Methods: We created a database in Kampala of deaths recorded by the City Mortuary, the Mulago Hospital Mortuary, and the Uganda Ministry of Health from July to December 2007. We analyzed the rate and odds ratios and compared them to data from the U.S. Centers for Disease Control and Prevention and the California Department of Public Health.

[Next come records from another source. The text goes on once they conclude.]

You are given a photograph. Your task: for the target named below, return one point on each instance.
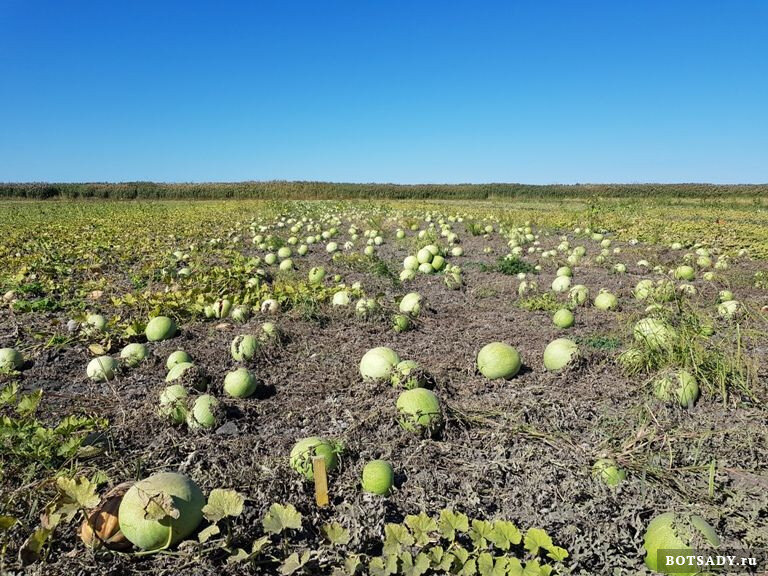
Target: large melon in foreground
(161, 510)
(498, 360)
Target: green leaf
(352, 564)
(451, 522)
(535, 539)
(421, 526)
(557, 554)
(487, 565)
(414, 566)
(383, 565)
(223, 503)
(239, 555)
(75, 494)
(440, 560)
(280, 518)
(504, 535)
(533, 568)
(6, 522)
(208, 533)
(479, 533)
(8, 395)
(514, 567)
(336, 534)
(396, 537)
(294, 563)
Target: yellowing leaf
(280, 518)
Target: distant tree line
(279, 190)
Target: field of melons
(525, 388)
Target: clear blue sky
(384, 91)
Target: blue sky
(384, 91)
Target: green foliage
(718, 364)
(28, 442)
(510, 266)
(455, 544)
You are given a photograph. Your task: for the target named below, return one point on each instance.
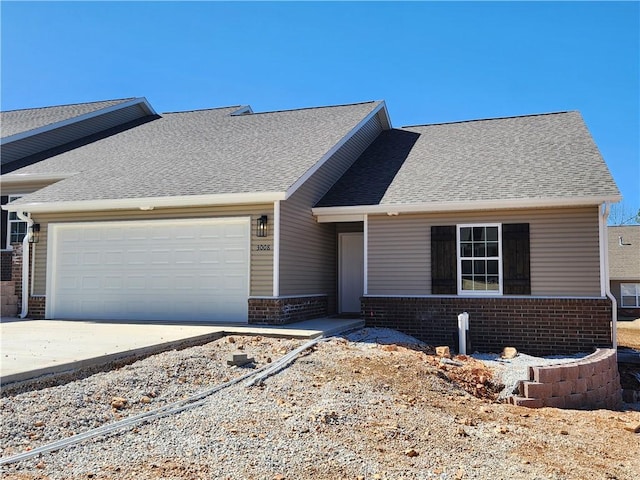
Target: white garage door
(174, 270)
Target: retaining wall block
(571, 372)
(580, 385)
(597, 384)
(554, 402)
(536, 389)
(562, 389)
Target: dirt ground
(628, 337)
(422, 425)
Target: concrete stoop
(8, 299)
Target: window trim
(637, 295)
(482, 293)
(11, 198)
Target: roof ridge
(122, 100)
(203, 109)
(490, 119)
(316, 108)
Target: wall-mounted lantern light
(262, 226)
(34, 234)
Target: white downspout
(604, 273)
(276, 248)
(25, 264)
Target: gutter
(332, 213)
(25, 263)
(604, 273)
(147, 203)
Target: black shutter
(4, 216)
(443, 260)
(516, 274)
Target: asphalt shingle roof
(529, 157)
(13, 122)
(624, 260)
(198, 153)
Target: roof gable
(22, 121)
(549, 156)
(205, 152)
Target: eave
(147, 203)
(357, 212)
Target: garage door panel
(159, 270)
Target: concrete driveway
(32, 348)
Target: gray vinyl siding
(69, 133)
(564, 247)
(261, 281)
(308, 248)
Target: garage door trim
(55, 227)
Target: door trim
(340, 263)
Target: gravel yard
(372, 405)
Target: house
(624, 268)
(228, 215)
(32, 135)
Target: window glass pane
(492, 267)
(466, 267)
(18, 231)
(492, 249)
(477, 245)
(492, 234)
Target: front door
(351, 268)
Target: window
(630, 294)
(513, 259)
(17, 228)
(479, 259)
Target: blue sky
(431, 61)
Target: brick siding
(589, 383)
(278, 311)
(36, 307)
(532, 325)
(6, 261)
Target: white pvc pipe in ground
(463, 326)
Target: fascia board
(309, 173)
(147, 203)
(20, 178)
(392, 209)
(53, 126)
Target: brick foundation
(278, 311)
(536, 326)
(589, 383)
(6, 257)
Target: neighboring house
(624, 268)
(228, 215)
(33, 135)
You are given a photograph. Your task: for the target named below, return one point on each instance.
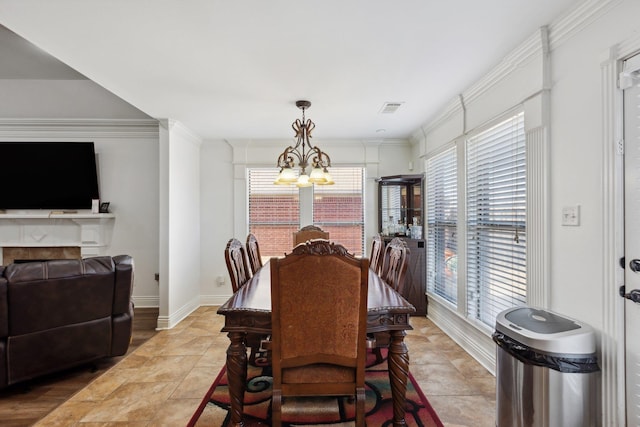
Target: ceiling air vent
(390, 107)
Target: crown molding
(555, 34)
(577, 19)
(78, 128)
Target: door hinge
(634, 295)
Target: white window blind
(339, 208)
(442, 217)
(496, 220)
(274, 211)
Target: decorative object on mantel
(306, 154)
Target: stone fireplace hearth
(53, 235)
(10, 255)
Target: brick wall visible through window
(274, 210)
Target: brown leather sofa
(62, 313)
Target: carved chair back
(253, 253)
(309, 232)
(396, 261)
(319, 313)
(376, 257)
(236, 259)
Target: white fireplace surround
(36, 228)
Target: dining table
(248, 311)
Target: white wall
(224, 199)
(179, 223)
(127, 155)
(216, 172)
(581, 44)
(126, 142)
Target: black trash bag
(525, 354)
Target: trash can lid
(547, 331)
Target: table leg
(237, 375)
(398, 375)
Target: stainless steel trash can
(547, 371)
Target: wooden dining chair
(253, 253)
(319, 321)
(395, 263)
(309, 232)
(394, 269)
(236, 259)
(376, 257)
(239, 273)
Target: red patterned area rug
(322, 411)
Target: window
(442, 218)
(339, 208)
(496, 220)
(274, 211)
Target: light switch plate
(571, 215)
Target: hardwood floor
(24, 404)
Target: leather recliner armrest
(123, 283)
(4, 306)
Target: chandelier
(306, 155)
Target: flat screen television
(48, 175)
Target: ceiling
(233, 69)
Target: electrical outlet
(571, 215)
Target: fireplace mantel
(91, 232)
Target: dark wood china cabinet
(401, 214)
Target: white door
(631, 80)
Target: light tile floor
(163, 381)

Results: In Kampala, 25% of all deaths were due to injuries (812/3303) versus 6% in SF and 7% in the United States. The odds of dying of injury in Kampala were 5.0 times higher than in SF and 4.2 times higher than in the United States. Age-standardized death rates indicate a 93% greater risk of dying from injury in Kampala than in SF. The mean age was lower in Kampala than in SF (29 vs. 44 years). The adult injury death rate (rate ratio, or RR) was higher in Kampala than in SF (2.3) or the United States (1.5). Head/neck injury was reported in 65% of injury deaths in Kampala compared to 34% in SF [odds ratio (OR) 3.7] and 28% in the US (OR 4.8).
Conclusions: Urban injury-related mortality is significantly higher in Uganda than in the United States. Injury preferentially affects adults in the prime of their economically productive years. These findings serve as a call for stronger injury prevention and control policies in Uganda.